Milk powder originating from New Zealand in 1907 and subsequently shipped to Antarctica's South Pole was uncovered after more than a century. This revelation has provided dairy researchers with the opportunity to investigate whether the milk presently consumed exhibits any variances from that consumed by previous generations.
In a recent comparative study showcased in the Journal of Dairy Science, published jointly by the American Dairy Science Association and Elsevier, scholars examined historical data to uncover that despite strides in selective breeding and shifts in farming techniques, the composition of milk from earlier periods closely mirrors that of contemporary milk. This highlights the lasting importance of milk as a fundamental element of human nutrition.
Ernest Shackleton's British Antarctic Expedition began on January 1, 1908, with the departure of the ship Nimrod from Lyttelton, New Zealand. Their goal was to accomplish the unprecedented achievement of being the first to set foot on the South Pole.
Amidst the lively atmosphere of the bustling wharf, the vessel was laden with dairy supplies: 1,000 pounds of dried whole milk powder, 192 pounds of butter, and two cases of cheese. Shackleton and his crew were embarking on an unprecedented expedition, aiming to journey farther south than any previous endeavor — within 100 nautical miles of the Pole — before setting up their base camp.
A century later, the Antarctic Heritage Trust restoration project revealed the solitary remaining container of Defiance brand whole milk powder, preserved within Shackleton's base camp for a hundred years.
Skelte G. Anema, the lead research scientist at Fonterra Research and Development Centre in Palmerston North, New Zealand, expanded on the importance of this discovery.
According to Anema, the discovery of the Shackleton dried milk presents an invaluable chance to examine the differences and similarities between milk powder production methods of the past and present. He noted that before the advent of vacuum-assisted evaporation, roller-drying involved pouring boiling-hot milk between two steam-heated revolving cylinders to evaporate water, resulting in a thin sheet of dried milk that underwent milling and sieving.
While it's understood that early milk powders lacked the sophistication of modern counterparts, what additional disparities were present?
Assisted by the Antarctic Heritage Trust, Anema and a team of scientists from the Fonterra Research and Development Centre analyzed several hundred grams of Defiance milk. They juxtaposed it with two contemporary commercial spray-dried whole milk powder samples from Fonterra.
Their examination encompassed a comparison of the primary component makeup, both major and trace mineral compositions, protein makeup, fatty acid constitution, phospholipid configuration, microstructural attributes, color examination, and analysis of volatile components among the varied whole milk powder samples.
Surprisingly, the findings contradicted assertions of milk alterations over time.
Anema further explained, "Despite a span of more than a century between the samples, there hasn't been a significant change in the composition of major constituents and specific proteins, fats, and minor elements over the years."
Overall, the fatty acid, phospholipid, and protein compositions, encompassing variations in casein and whey proteins, exhibited remarkable similarity.
Moreover, the primary mineral components showed uniformity across the samples, except for elevated levels of lead, tin, iron, and various trace minerals detected in the Shackleton whole milk powder. These variances are probably associated with the tin-plated storage container and the equipment and water sources utilized during that period.

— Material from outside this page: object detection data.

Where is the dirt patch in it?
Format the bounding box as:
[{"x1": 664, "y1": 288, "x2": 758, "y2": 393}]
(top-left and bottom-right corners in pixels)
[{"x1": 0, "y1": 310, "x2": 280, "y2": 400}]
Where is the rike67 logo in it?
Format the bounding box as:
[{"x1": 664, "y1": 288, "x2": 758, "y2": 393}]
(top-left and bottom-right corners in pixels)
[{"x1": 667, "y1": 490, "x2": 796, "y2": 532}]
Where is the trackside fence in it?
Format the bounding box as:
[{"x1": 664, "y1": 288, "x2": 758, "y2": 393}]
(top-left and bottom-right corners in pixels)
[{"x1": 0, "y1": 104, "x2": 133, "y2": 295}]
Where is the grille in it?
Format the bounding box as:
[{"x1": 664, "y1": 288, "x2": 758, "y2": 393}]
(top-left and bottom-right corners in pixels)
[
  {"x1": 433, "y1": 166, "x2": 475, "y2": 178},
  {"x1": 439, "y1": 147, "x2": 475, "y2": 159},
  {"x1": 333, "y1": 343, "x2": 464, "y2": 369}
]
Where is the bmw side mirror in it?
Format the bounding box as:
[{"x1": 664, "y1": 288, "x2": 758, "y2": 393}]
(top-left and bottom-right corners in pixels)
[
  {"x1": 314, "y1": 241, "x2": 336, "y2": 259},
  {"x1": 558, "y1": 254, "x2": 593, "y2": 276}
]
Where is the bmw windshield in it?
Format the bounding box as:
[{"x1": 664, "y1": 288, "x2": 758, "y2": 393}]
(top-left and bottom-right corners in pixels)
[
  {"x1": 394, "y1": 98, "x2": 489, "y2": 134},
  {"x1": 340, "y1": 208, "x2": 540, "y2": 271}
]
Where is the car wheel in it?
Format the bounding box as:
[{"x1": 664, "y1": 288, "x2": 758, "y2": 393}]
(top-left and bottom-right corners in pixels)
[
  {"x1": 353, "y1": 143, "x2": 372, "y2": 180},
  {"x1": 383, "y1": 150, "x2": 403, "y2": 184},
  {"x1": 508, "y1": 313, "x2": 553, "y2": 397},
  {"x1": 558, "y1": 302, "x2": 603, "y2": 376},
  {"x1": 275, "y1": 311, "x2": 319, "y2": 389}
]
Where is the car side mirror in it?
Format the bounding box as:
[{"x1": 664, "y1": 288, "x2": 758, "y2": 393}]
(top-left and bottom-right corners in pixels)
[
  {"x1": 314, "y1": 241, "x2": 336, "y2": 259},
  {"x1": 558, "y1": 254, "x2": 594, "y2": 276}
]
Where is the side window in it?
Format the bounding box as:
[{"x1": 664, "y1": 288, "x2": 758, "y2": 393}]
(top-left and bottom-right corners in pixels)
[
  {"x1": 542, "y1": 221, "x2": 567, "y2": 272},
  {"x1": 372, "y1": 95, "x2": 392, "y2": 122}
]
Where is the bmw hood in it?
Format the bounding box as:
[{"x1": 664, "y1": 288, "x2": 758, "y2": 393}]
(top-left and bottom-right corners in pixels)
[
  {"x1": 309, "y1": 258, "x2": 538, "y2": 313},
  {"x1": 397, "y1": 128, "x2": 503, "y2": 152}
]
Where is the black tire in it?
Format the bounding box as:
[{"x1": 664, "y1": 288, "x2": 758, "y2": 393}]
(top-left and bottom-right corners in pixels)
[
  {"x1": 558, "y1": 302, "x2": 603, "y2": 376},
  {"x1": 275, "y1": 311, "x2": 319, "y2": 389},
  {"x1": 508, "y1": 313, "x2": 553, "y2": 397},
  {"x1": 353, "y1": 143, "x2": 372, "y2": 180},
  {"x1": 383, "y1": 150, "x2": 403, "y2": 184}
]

Anema highlighted, "These challenges have mostly been addressed in modern milk powders by employing stainless steel equipment and utilizing high-quality water sources."
Additionally, a noticeable distinction was observed in the presence of oxidation-related volatile aroma compounds in the Shackleton samples.
Anema suggested, "This might be due to inadequate collection and storage of the raw milk before drying, but it's more probable that, despite being frozen, prolonged storage in an open tin for a century would lead to ongoing oxidation."
Despite the notable similarities, the team emphasized that modern spray-dried whole milk powders offer significantly improved powder quality, particularly in terms of appearance and their ease of dissolution in water.
On the whole, this Antarctic artifact provides a rare and valuable glimpse into the development of dairy food production, shedding light on the advancements achieved by the dairy sector and its enduring influence.
Anema emphasized, "The Shackleton samples serve as a testament to the significance of dairy products, which are abundant in protein and energy, and versatile enough to be converted into powder for convenient transport, preparation, and consumption."
Whether in the early stages of the twentieth century or in the present day, these outcomes underscore the essential role of dairy products as a cornerstone of human nutrition, fueling our discoveries across different eras.